A topic which has caused much debate has been around the need to agree the furlough arrangement. Our advice has been to agree the fact of taking the furlough leave and that no work will be done during this period of time. Effectively, the employer is changing the terms of the employee’s employment and as such employers should discuss such changes with their employees and make any changes to the employment contract by agreement.
The CJRS has now been extended to the end of June and pressure is mounting from certain business sectors for a further extension so this remains a useful tool in the employer’s “anti-Coronavirus armoury”. We should he pleased to assist if this might be helpful with regards to the CJRS or other measures if applicable.
While we are all agreed on the objective is to protect employees and keep them in jobs, it is likely that despite these best efforts to maintain employment there will be companies which may have to cut staff numbers as the picture for many employers across the UK and Europe will radically change. The job, working environment, business and market that an employee leaves to work from home or be furloughed, will be completely different in many cases to the one they return to when we are allowed to do so. Employers need to now start thinking about what the return to work will physically look like. They owe duties of care to employees and health and safety issues are of paramount importance. Businesses need to undertake risk assessments now and start working out working patterns so social distancing measures can be maintained following “the return”. Again, we are assisting a number of employers in this regard and advising as to, in particular, how forceful an employer can be to require employees to return. There are also “hidden duties” employers may owe to employees around even getting to and from the work place.

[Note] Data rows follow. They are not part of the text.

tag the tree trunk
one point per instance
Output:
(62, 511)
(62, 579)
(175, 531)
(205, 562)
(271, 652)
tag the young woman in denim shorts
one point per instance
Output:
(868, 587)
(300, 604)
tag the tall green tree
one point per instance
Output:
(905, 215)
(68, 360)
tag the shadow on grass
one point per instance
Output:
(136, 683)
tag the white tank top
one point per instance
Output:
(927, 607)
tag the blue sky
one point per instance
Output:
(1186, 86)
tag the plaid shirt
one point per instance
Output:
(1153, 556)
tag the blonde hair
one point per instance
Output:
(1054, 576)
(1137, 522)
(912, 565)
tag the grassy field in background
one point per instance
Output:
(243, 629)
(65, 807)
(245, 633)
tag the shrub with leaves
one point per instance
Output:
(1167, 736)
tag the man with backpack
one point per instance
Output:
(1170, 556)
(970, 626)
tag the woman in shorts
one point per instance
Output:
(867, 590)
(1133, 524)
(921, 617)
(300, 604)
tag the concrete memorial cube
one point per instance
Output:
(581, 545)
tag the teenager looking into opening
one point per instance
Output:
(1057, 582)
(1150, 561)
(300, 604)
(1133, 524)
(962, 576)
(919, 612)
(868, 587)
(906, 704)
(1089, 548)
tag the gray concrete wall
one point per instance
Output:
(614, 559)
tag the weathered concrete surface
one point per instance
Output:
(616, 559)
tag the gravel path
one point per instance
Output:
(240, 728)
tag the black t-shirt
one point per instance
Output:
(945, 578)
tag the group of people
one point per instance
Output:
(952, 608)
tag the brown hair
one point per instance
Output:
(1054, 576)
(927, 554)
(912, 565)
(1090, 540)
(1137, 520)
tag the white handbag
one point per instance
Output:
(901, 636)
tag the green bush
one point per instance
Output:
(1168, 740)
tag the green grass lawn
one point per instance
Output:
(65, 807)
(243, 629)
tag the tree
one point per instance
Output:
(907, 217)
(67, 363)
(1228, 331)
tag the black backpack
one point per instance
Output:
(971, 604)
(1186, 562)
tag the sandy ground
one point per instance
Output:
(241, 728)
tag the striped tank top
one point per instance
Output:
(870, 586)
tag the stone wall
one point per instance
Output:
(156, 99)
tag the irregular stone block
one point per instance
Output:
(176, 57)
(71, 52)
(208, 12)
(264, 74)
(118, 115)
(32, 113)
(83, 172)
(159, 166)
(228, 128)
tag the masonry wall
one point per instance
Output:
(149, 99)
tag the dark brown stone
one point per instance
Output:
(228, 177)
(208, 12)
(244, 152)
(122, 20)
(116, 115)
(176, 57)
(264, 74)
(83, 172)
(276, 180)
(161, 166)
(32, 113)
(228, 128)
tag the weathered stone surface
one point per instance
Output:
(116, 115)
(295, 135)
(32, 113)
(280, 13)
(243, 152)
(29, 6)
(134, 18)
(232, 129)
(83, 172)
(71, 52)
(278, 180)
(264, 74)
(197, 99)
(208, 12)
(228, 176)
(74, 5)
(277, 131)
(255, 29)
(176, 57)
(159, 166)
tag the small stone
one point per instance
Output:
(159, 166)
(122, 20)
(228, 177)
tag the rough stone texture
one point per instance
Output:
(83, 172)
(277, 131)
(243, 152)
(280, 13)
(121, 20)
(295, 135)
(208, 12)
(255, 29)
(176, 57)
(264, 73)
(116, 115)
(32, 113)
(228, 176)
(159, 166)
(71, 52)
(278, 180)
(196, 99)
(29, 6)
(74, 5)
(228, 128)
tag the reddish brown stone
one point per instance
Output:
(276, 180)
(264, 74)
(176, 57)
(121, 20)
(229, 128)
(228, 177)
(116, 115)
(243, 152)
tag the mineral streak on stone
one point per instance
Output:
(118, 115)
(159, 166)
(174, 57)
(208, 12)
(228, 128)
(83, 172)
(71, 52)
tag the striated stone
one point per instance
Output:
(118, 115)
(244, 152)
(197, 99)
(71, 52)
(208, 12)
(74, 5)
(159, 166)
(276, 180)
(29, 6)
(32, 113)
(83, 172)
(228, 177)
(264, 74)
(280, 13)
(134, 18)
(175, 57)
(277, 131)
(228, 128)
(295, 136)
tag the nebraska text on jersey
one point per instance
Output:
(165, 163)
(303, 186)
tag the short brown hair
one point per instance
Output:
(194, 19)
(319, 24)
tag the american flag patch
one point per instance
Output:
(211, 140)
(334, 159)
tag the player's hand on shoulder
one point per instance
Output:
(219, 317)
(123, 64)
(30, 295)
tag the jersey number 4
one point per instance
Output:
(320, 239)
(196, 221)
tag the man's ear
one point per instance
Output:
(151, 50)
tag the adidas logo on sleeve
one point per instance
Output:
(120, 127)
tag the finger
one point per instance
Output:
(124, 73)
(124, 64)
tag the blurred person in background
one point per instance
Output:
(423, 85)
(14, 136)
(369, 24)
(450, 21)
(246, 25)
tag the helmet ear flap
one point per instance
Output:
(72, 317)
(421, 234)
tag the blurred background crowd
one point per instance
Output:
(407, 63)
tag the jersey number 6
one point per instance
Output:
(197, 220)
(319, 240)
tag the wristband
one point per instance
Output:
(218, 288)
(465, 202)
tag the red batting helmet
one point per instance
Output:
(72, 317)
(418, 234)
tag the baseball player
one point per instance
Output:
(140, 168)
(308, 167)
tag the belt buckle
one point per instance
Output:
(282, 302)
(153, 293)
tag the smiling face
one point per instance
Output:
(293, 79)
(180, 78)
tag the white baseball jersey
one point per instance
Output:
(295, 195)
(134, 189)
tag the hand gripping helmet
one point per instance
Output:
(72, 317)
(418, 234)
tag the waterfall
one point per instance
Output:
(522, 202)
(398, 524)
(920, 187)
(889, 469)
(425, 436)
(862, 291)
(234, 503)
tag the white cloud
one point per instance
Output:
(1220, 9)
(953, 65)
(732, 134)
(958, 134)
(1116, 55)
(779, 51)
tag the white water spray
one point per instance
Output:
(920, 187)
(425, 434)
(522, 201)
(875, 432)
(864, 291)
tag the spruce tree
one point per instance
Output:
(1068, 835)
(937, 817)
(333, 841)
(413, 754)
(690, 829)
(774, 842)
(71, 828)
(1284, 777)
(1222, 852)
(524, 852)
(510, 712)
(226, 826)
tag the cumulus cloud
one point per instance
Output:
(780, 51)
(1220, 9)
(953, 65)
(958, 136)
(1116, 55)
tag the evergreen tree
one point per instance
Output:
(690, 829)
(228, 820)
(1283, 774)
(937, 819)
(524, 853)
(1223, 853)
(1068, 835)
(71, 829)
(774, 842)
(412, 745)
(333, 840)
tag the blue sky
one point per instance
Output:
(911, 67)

Finally, companies will need to plan for the new reality, and even the best-intentioned employer may need to break its promise to keep jobs open. As such it is likely redundancies will unfortunately become necessary and this raises a number of tricky issues to consider.
If there is a “reduced requirement for employees to carry out work of a particular kind” or some form of business closure or reorganisation then the redundancy definition is likely to be satisfied. It is then for the employer to consider the numbers of employees affected and consider any pool and selection criteria which may be needed, if selecting employees. Equally, alternative vacancies should be considered. If 20 or more redundancies are being proposed at “one establishment” in a 90-day period then the collective consultation obligations will arise. This will involve collective consultation and notification to the Secretary of State of the proposed redundancies. If the numbers are less than 20 then it will be necessary to follow a fair procedure in relation to each employee at risk of redundancy.
Specific considerations will need to be given to employees absent from work due to maternity or sick leave issues. Undertaking the consultation process is likely to be more tricky than normal due to employees being physically distant from the workplace, or due to the to maintain social distancing measures. So thought needs to be given to this now and we should be pleased to assist if needed.